L’impératrice lève le masque
Cependant, une petite allusion à la hiérarchie a finalement permis de remporter la partie. Le général de division est le type même d’individu qui exécute n’importe quel ordre, aussi absurde soit-il. Sa femme et lui piétinent donc maintenant dans la neige trois mètres derrière Sissi. Il est probable, songe-t-elle, qu’en ce moment, la comtesse regrette d’avoir accepté le poste d’intendante en chef.
Ils ont convenu que le couple s’assoira à la table d’à côté. Königsegg a un revolver caché sous son manteau. Il a exigé de prendre une arme et réclamé qu’ils s’habillent de la manière la plus négligée possible pour éviter de se faire remarquer.
— C’est là, annonce Mlle Wastl en s’arrêtant.

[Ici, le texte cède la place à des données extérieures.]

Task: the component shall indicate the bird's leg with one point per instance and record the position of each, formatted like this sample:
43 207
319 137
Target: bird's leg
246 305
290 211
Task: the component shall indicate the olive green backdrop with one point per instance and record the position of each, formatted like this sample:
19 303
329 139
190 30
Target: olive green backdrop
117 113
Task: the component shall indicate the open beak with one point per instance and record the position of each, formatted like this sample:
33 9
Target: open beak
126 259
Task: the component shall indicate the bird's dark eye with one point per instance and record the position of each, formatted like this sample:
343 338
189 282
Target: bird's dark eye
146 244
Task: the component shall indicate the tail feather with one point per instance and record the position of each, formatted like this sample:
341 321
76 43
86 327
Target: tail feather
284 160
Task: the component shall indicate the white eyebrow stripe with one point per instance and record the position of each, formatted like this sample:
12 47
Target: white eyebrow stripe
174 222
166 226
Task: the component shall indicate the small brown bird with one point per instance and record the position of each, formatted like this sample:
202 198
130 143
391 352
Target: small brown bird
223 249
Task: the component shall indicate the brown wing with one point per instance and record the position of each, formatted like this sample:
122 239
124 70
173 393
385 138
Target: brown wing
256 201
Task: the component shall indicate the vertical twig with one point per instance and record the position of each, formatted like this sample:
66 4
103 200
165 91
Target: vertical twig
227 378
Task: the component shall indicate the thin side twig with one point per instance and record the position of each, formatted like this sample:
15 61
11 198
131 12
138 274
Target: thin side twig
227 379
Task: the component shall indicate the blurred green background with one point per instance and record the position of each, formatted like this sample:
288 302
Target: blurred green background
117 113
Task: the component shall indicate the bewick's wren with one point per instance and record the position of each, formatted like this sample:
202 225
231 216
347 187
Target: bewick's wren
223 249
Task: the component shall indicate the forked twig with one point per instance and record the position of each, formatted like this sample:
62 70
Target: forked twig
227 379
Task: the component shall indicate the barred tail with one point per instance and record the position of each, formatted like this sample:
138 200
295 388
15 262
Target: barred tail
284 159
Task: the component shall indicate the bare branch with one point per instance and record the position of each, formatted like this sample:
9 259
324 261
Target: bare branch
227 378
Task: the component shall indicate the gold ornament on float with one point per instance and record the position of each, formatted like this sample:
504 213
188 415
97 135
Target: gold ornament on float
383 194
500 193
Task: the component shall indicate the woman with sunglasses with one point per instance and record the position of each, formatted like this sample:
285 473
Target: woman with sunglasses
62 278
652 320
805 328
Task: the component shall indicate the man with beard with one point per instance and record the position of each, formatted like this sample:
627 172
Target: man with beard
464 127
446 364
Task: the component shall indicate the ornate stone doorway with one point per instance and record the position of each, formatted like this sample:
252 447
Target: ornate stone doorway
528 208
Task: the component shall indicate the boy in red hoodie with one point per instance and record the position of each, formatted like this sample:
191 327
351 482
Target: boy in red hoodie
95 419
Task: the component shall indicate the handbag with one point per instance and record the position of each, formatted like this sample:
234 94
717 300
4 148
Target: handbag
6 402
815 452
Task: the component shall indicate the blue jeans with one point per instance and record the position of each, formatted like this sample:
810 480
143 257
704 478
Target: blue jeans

Le campo Santa Margherita, dont ils ont atteint les abords, forme une grande étendue blanche entourée de bâtiments plutôt plats qui tranchent sur le ciel nocturne. De la lumière brille à une demi-douzaine de fenêtres. Cela ne fait pas beaucoup pour un espace aussi grand qu’une place d’armes et n’aurait jamais suffi si la neige ne reflétait pas le pâle éclat de la lune. Élisabeth aperçoit alors une lueur au rez-de-chaussée d’une maison située de l’autre côté de la place, devant laquelle une silhouette se met soudain à faire signe. C’est à coup sûr Alfred Ennemoser, le fiancé de Mlle Wastl, un vrai géant, comme le constate Élisabeth au fur et à mesure qu’ils approchent.
La femme de chambre fait les présentations – la comtesse Hohenembs, Alfred Ennemoser – avec un naturel dont Sissi s’étonne encore en prenant place à une table du Piallo Gioccolante . Comme convenu, les Königsegg entrent quelques minutes plus tard et s’installent à la table voisine. Ils se plongent alors dans la lecture de la carte, une feuille de papier toute grasse, et leur mine s’assombrit.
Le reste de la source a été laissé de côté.